Etrafta dolaşan bir virüse yakalandığımızda, bu bizi gerçekten altüst edebilir. Fibromiyalji ile mücadele ederken soğuk algınlığına yakalanmak her şeyi çok daha kötü hale getirebilir. Başkaları burun akıntısıyla mücadele edebilirken, ben hasta olduğumda nadiren işlev görmeye devam edebiliyorum. Genellikle, soğuk algınlığım veya benzeri bir şeyim olduğunda, en az bir hafta boyunca yataktan çıkamam, kendime acımam. Ağrı seviyeleri artar, inanılmaz derecede yorgunum ve kendimi berbat hissediyorum. Sınırsız hastalık izni alamıyorum ve geçmişte hasta olduğum için maaşımı alamamak zorunda kaldım. Daha az kazanıp o ay kesinti yapmak veya kendinizi işe sürüklemek arasında karar vermek korkunç bir duygu.
Çünkü, dürüst olalım – fibromiyalji gibi kronik bir hastalığa sahip olmak pahalı olabilir. İngiltere’de yaşıyor ve ücretsiz sağlık hizmetine erişebiliyor olsam da, ihtiyaç duyduğum şeyler her zaman mevcut olmuyor, bu yüzden bir kısmını özel olarak ödemek zorundayım. Spor masajları, fizyoterapi ve pilates dersleri için ödeme yaptım. Reçeteli ilaçlarım için de ödeme yapıyorum, bu çok fazla değil ama yine de bir değerlendirme. Bunları karşılayamazsam ne olur? Günlerimi geçirmeme yardımcı oluyorlar; aslında fibromiyaljiyle başa çıkmayı kolaylaştırmaya katkıda bulunuyorlar.

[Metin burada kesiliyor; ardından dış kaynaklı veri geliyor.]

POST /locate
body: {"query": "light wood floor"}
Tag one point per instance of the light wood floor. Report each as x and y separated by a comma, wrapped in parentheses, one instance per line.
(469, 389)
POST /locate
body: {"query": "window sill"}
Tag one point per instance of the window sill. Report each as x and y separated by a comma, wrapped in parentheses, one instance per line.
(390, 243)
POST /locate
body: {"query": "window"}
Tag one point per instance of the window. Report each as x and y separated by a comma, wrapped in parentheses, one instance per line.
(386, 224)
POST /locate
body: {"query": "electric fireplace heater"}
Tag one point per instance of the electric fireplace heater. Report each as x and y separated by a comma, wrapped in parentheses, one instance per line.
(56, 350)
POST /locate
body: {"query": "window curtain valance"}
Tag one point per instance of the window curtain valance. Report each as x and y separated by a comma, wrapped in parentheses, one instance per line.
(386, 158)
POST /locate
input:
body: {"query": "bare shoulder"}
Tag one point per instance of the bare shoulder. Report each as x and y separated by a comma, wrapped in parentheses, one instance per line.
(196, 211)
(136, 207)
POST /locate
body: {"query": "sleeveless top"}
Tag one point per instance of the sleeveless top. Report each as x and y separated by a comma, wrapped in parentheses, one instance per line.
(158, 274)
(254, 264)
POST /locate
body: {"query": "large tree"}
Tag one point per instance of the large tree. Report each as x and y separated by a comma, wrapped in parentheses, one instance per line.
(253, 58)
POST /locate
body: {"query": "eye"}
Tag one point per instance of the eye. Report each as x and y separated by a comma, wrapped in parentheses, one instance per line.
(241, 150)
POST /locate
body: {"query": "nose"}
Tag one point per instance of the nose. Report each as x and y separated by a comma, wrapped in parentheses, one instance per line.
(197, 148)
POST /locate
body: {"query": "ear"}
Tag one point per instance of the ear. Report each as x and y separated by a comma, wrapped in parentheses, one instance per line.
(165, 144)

Yukarıdakilerin hepsine rağmen, alıştığınız bir şey. İnsanların nasıl uyum sağlayabildiği şaşırtıcı ve benzer durumlarda olan hepimiz oldukça korkunç bir rahatsızlıkla yaşamaya uyum sağlamayı başardık. Ancak kronik bir hastalıkla uğraşmak zorunda olmayan arkadaşlarımız ve aile üyelerimiz için tam zamanlı işe gitmemiz, iyi olduğumuz izlenimini verebilir. “İşe gitmeyi başarabiliyorsan, benimle akşam yemeğine çıkmayı da başarabilirsin” gibi bir şey duymuş olabilirsiniz. Ben duydum. Birçok insanın anlamadığı şey, işe gitmek ve yaşamak için ihtiyaç duyduğum parayı kazanmak için tüm enerjimi harcamam gerektiğidir. Genellikle kahve, öğle yemeği veya sinemaya gidecek para kalmaz.
Kronik bir hastalıkla yaşamak çok fazla taviz vermeyi gerektirebilir ve ne yazık ki bu, çok şey kaçırabileceğiniz anlamına gelebilir. Ama önceliklerim başımın üstünde bir çatı, dolapta yiyecek ve mutlu bir ev (ve mutlu kediler!). Ayrıca kariyerime adanmış durumdayım, fibromiyaljinin geleceğimi belirlemesine izin vermeyi reddediyorum. Zor olabilir ama başarıyorum çünkü başarmak zorundayım.